0: https://huggingface.co/models?pipeline_tag=graph-ml&sort=tre...

1: https://github.com/Microsoft/Graphormer

2: https://github.com/pygod-team/pygod

3: https://github.com/DeepGraphLearning/ULTRA

4: https://huggingface.co/riship-nv/RGCN

5: https://github.com/EdisonLeeeee/GreatX

6: https://edisonleeeee.github.io/projects.html

7: https://github.com/Orbifold/pyg-link-prediction

semihsalihoglu · on Jan 11, 2024

You seem to have done some research already but let me answer briefly: GNNs and what I covered in the blog post, "RAG over structured data", are not connected. They are approaches to solve 2 different problems. GNNs: Let's forget about LLMs completely. GNN is a term given to a specific ML models where the model layers follow a graph structure. Suppose you have some data that represents real-world entities and you have features, i.e., some vector of floating numbers representing properties of these entities. Then if you want to run some predictive task on these entities, e.g., your entities are customers and products, and you want to predict who could buy a product so you can recommend these products to customers. Then there are a suite of ML tools you can use if you could represent your entities as vectors themselves, e.g., then you can use distances between these vector-representations as indication of closeness/similarity and you could recommend products to a customer A that were bought by customers that are close to A's vector representation. This is what's embedding of these entities in a vector space. One way to embed your entities is to run the nodes through an ML model that takes their features as input and produces another set of vectors (you could use the features alone as embeddings but they are not really trained and often have higher dimensions compared to the embedded vectors' dimensions). GNNs are a specific versions of such ML models where the entities and relationships between entities are modeled as a graph. And the model's architecture, i.e., the operations that it does on the feature vectors, depends on the structure of this graph. (edited)

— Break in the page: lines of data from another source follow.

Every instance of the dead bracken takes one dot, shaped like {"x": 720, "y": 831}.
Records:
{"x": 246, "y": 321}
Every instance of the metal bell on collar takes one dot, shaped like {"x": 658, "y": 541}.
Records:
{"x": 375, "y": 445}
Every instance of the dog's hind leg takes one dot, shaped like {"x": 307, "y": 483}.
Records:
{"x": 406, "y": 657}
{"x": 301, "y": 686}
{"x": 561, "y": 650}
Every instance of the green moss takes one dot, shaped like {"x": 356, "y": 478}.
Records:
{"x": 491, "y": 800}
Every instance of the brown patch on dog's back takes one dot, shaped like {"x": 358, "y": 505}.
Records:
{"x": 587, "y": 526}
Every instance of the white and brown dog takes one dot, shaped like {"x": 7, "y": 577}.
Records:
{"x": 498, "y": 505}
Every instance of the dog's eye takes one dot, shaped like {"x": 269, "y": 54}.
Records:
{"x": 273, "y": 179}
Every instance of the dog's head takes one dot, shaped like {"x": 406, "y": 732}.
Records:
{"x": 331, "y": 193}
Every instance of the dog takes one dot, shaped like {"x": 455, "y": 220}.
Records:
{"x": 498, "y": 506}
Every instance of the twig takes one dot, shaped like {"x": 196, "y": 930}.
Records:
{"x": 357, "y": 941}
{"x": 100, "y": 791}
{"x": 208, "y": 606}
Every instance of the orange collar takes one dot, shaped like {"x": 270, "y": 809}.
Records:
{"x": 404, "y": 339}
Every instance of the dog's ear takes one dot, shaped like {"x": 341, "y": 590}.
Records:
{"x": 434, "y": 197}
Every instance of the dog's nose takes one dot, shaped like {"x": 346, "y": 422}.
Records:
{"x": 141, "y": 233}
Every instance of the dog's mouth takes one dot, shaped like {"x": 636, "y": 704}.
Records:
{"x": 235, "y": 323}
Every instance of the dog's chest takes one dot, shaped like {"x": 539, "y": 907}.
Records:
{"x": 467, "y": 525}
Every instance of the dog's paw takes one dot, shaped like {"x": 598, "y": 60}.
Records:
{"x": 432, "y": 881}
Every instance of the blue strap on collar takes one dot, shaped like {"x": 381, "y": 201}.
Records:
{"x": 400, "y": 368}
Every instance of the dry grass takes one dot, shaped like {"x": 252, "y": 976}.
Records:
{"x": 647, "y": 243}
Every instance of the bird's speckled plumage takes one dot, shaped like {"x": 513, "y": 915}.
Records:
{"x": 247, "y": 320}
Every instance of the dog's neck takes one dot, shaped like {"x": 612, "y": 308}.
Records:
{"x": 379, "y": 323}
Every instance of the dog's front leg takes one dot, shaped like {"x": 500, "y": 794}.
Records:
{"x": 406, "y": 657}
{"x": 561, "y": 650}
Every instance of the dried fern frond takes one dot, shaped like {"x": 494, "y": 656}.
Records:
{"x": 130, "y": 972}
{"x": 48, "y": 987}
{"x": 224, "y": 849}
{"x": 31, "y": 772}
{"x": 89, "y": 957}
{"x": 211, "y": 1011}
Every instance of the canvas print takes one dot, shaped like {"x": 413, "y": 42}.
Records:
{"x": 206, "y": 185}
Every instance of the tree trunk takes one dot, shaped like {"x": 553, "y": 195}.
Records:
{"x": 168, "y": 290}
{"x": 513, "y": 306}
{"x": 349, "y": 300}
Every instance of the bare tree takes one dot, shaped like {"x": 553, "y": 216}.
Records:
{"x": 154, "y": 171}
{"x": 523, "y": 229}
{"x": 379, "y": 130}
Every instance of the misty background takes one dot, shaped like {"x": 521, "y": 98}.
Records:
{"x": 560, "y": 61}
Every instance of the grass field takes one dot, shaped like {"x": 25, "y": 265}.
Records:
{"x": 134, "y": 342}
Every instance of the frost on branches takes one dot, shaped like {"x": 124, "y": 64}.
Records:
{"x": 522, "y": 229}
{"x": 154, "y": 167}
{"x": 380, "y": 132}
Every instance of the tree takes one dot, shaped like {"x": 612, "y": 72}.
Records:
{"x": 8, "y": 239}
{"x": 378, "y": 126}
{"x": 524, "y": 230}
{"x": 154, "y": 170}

In short, GNNs are not deeply connected to LLMs.

GNNs became very popular several years ago because they were the only ML architectures where you could incorporate into the model and training objective not just the features but also connections between features. And they dominated academia until LLMs. In practice, I don't think they're as popular as they are in academia but afaik several major companies, such as Pinterest based their recommendation engines on models that had GNN architecture.

But one can imagine building applications that use a mix of these technologies. You can use GNNs to create embeddings of KGs and the use these embeddings to extract information during retrieval in a RAG system. All these combinations are possible.